Unfortunately for the Governor and her attorneys, the language involved here was far less equivocal. In fact, it is downright verbose in its specificity. One snippet, however, could well have been the basis for the entire decision:
B. No monies shall ever be taken from one permanent fund for deposit in any other, or for any object other than that for which the land producing the same was granted or confirmed.
To most people, the intent here seems pretty clear. It is even more so when one considers the history of how the State Trust Lands came to be. Back in the late 19th century, Congress tended to be leery about granting statehood to the western territories, not only for partisan political reasons, but also because of a perception that the territorial legislatures, Arizona’s in particular, tended to be reckless and irresponsible. Also, by the time Arizona became a state, Congress, having had the experience of granting trust lands to new states since 1793, was eager to prevent these resources from being squandered or otherwise mismanaged as they had on occasion in the past.
The result of this is that the integrity of the Trust is protected not only by the Constitution, but also in the Enabling Act, the federal law which allowed Arizona to become a state in the first place. This is why all but the most modest of changes to the system would need not only a ballot measure to change the Constitution, but could potentially require an act of Congress. Even one of the architects of the scheme, Rep. John Kavanagh (R-Fountain Hills), in his comments in the Star this morning, seems to admit that a legislative fix to reverse the ruling would be more trouble than it would be worth.
This all begs the question of why the Legislature ever thought this would work. They cannot very well claim ignorance, though it may seem tempting for some to agree. But, then, in the environment of unnecessary haste and phony urgency that the legislative leadership creates around the budget, asking questions is considered rude if not treasonous, and it is understandable that the members would let minor matters such as the State Constitution slide.
Alternately, it is also tempting to blame this on the legislature’s clueless failure to accept its role as a co-equal branch of government under the Constitution. Time and time again, the legislature’s claims to supremacy over the Governor, the courts, and even the Tucson City Council have been rebuffed, yet they still persist in this delusion. Thus, they waste considerable taxpayer dollars picking fights that they almost always lose.
Yet another hypothetical assumes that the legislature knew what they were doing all along and expected this very result. After years of domination by a “starve the beast” mentality, there remains little room for cuts in the state budget, and the majority is impaired by a dunderheaded refusal to consider the issue of revenue, so there are very few options when tackling the budget. Under these circumstances, it is easy to imagine that they would say something like “Heck, I know that it is illegal, but we can transfer this $13 million and get this thing done for the year. We can worry about how to make it up later when the courts tell us that it is unconstitutional. It is June already and I just want the session to end so I can go on vacation.”

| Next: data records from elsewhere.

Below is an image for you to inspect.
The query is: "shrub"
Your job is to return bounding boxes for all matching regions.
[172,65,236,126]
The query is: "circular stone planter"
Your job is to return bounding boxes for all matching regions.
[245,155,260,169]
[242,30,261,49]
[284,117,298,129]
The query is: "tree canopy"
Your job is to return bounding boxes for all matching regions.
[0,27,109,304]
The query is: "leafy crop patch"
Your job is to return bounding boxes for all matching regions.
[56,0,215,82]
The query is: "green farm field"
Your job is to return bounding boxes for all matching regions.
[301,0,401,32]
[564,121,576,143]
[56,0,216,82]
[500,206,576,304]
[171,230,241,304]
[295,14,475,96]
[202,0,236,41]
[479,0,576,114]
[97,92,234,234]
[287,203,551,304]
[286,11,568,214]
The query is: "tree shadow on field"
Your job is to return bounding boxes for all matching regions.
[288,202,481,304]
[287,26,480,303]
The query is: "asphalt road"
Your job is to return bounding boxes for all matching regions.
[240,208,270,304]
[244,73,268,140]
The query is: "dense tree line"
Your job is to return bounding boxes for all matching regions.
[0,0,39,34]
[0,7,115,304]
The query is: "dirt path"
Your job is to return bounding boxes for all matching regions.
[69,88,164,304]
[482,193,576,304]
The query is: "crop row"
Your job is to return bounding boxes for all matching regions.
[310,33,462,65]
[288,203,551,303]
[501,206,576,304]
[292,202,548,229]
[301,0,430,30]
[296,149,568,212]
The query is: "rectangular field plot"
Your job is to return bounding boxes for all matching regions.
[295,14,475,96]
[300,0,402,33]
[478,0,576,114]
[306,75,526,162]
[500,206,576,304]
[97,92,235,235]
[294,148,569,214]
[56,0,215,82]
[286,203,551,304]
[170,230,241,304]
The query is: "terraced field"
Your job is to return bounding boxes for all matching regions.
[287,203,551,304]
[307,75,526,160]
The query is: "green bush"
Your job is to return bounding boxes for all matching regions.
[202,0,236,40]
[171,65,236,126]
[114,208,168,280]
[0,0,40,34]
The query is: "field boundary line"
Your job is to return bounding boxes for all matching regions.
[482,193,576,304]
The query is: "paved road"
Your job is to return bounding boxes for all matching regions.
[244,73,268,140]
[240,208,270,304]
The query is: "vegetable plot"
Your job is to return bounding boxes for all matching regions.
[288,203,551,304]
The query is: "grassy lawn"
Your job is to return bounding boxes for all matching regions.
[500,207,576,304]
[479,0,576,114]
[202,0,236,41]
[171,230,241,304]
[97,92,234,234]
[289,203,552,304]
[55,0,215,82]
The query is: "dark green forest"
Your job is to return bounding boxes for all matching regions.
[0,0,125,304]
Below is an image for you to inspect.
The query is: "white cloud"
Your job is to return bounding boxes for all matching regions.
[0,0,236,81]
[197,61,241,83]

Of course, this would be the same sort of “accounting trick” for which the Republicans still criticize the previous Governor. Perhaps consistency is a bit too much to hope for.
The larger question is whether this makes a big lie out of Republican posturing about fiscal discipline. The fund transfer was unconstitutional, and now $13 million dollars is unaccounted for. Sure, the money can be found elsewhere with a little work, but, for the time being, can this budget really be considered “balanced?”